Mutation of the SERCA2b reactive cysteine-674 prevents VEGF- or H₂O₂-induced EC migration. A. Either SERCA2b WT or SERCA2b in which cysteine-674 was mutated to a serine was overexpressed in HAEC and migration into a scratch wound over six hours was measured in response to H₂O₂ (1 μM, n = 3, *p< 0.05). Ca²⁺ levels associated with Ca²⁺ influx were measured in HAEC overexpressing either WT SERCA2b or SERCA2b C674S. B. Summary data of change in Fura2 fluorescence ratio between baseline and maximal Ca²⁺ (n = at least 4, **p< 0.01). C. Representative trace of Fura2 fluorescence ratio in HAEC displayed as mean +/− s.e.m.

Figure 5

Nox2 and Nox4 are required for VEGF-induced S-glutathiolation of SERCA2b.
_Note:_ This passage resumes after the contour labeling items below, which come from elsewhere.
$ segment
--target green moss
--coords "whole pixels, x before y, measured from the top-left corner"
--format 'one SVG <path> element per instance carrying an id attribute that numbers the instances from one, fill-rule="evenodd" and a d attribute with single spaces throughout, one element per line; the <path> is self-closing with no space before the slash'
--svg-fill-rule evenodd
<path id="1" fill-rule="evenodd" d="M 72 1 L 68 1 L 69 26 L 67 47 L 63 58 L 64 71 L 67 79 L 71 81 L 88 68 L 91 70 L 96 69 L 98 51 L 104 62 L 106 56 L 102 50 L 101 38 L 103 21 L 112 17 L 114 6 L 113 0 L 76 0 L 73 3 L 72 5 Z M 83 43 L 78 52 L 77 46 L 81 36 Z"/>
A. HAEC were treated with siRNA for Nox2 and VEGF-induced (50 ng/mL) S-glutathiolation of SERCA2b was detected immunochemically following SERCA2b immunoprecipitation (n = 3, *p< 0.05). B. S-glutathiolation of SERCA2b in response to H₂O₂ treatment (1 μM) was assayed in HAEC in which Nox2 was knocked down (n = 3, *p< 0.05). C. Nox4 was knocked down by shRNA in HAEC and S-glutathiolation of SERCA2b in response to either VEGF or H₂O₂ was assessed (n = 3, *p< 0.05).

Figure 6

Proposed scheme of Nox2 and Nox4-dependent VEGF-induced EC migration. Upon stimulation with VEGF, Nox4-derived H₂O₂ works upstream of Nox2 to stimulate production of superoxide (O₂^-•). VEGF also stimulates activation of eNOS to produce ·NO. Together, O₂^-• and ·NO cause S-glutathiolation of SERCA2b cysteine-674, increasing Ca²⁺ uptake into the endoplasmic reticulum and Ca²⁺ influx into the cytosol, stimulating EC migration.